For one, legal fees will be lower. May not seem like it makes sense, because professional fiduciaries receive a fee for their work, but attorney’s fees tend to be lower because professional fiduciaries will often serve notices, and complete other tasks at their rate, which is typically lower than the attorney’s rate. Paperwork is in order, deadlines are met, attorneys are provided what they need when they need it. This results in the attorney devoting less time to your administration. Less attorney time means lower attorney’s fees.
It is not uncommon for family member trustees to inadvertently increase legal costs. For example, an estate planner shared a story of a client who, after 5 meetings, still had not produced complete copies of trust account statements. The parents chose their son as the successor trustee. The son had no prior trust administration experience. Between repeated meetings and communications with the client, legal fees added up, and in the meantime, the son missed deadlines, his sister became suspicious due to the lack of information and filed suit against him! The son’s lack of trust administration experience and knowledge cost the estate time, money and, most sadly, cost the brother and sister their lifelong relationship.
•Because naming a professional fiduciary as your successor trustee will preserve family harmony.
Some parents may choose one child to act as successor trustee of their trust. This makes a statement to other children when one child is chosen over the others. Recently, one of our clients had an issue with his mother naming a sibling as trustee of their mother’s trust. The sibling not chosen as trustee accused the trustee/sibling of improper dealings, even before the mother passed away. As a result of this conflict, the mother added a second child to serve as co-trustee, but given the recent behavior of the original trustee, and lack of transparency around behavior regarding the trust, it can be assumed that there will be challenges administering the trust. Hostility around the inheritance has already begun, and they haven’t even gotten to the point of trust administration.
Many challenges face families who think the answer is choosing siblings or family members as co-trustees. For example, both trustees are required to sign all documents, attend all meetings, and, perhaps, most difficulty, agree on all decisions. Because a trustee is a fiduciary (held to the highest standard under the law) if one co-trustee does something underhanded, or just incorrect, the other non-participating trustee may be liable for the participating trustee’s acts. In the 27 years Dawn has been an estate attorney, she indicated that it is a rare situation indeed, where lay persons serving as co-Trustees results in a smooth trust administration.
It’s important to know that all professional fiduciaries are not created equal. Dawn emphasized the importance of checking credentials and references before choosing a licensed professional fiduciary. Dawn also emphasized the importance of considering the composition of your asset base when choosing a professional fiduciary. For example, if you own substantial real estate holdings, then you will want to hire a fiduciary with considerable real estate experience – such as someone with a real estate brokerage background. Most fiduciaries charge an hourly rate for trust administration, with no fees paid until they begin working (typically after the incapacity or death of the trustor.)
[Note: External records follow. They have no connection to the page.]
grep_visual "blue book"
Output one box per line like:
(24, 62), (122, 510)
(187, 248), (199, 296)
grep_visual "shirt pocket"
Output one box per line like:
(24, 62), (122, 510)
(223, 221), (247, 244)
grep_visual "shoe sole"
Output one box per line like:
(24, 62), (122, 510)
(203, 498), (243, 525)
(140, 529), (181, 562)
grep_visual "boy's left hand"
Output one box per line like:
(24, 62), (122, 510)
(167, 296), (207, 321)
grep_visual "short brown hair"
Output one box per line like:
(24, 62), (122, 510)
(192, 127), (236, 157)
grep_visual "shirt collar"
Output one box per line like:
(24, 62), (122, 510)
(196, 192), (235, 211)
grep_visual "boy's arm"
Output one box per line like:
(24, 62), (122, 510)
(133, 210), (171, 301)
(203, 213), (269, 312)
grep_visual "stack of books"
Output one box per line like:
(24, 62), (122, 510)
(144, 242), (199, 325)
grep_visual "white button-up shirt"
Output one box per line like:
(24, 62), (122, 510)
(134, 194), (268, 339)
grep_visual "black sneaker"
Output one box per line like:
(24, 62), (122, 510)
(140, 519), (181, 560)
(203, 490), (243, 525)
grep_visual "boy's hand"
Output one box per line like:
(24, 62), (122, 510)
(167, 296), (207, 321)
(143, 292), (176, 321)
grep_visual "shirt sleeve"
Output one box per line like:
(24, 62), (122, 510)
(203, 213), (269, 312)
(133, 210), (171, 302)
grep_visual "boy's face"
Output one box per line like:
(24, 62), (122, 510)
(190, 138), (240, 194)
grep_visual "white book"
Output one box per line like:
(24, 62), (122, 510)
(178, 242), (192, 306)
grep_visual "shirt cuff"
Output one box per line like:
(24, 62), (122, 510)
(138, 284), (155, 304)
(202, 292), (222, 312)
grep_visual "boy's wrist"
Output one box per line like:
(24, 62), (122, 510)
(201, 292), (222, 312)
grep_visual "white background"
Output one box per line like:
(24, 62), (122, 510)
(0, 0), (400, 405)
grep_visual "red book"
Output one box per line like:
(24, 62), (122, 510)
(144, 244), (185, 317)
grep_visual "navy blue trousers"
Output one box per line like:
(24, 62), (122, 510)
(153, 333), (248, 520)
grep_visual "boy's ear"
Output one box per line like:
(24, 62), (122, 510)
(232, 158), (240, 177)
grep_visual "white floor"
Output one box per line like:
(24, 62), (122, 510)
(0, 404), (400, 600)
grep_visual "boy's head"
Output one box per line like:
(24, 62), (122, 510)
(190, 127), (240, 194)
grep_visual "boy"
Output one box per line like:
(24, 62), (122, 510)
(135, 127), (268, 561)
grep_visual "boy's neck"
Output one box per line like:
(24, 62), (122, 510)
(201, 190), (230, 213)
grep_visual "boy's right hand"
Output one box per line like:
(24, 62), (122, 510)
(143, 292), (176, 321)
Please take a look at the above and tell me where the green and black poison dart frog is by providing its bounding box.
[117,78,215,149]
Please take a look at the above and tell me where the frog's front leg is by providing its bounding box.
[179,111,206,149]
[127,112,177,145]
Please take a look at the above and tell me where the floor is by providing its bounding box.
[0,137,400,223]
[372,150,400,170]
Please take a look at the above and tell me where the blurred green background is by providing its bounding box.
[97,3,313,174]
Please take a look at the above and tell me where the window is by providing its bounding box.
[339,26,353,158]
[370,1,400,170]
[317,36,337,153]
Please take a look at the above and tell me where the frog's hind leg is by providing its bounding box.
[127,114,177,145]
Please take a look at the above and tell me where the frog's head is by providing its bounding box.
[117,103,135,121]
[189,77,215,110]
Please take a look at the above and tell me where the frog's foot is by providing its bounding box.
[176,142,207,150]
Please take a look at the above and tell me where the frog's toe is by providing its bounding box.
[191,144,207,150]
In summary, choosing a successor trustee to administer your assets and implement your wishes during a time when you can no longer speak for yourself, is an important and difficult decision. It is important to realistically assess the capabilities of family members and their relationships before making your decision. Dawn encourages all individuals creating a trust to consider the option of designating a licensed professional fiduciary as trustee and interviewing 2 or 3 fiduciaries before making such an impactful and significant decision.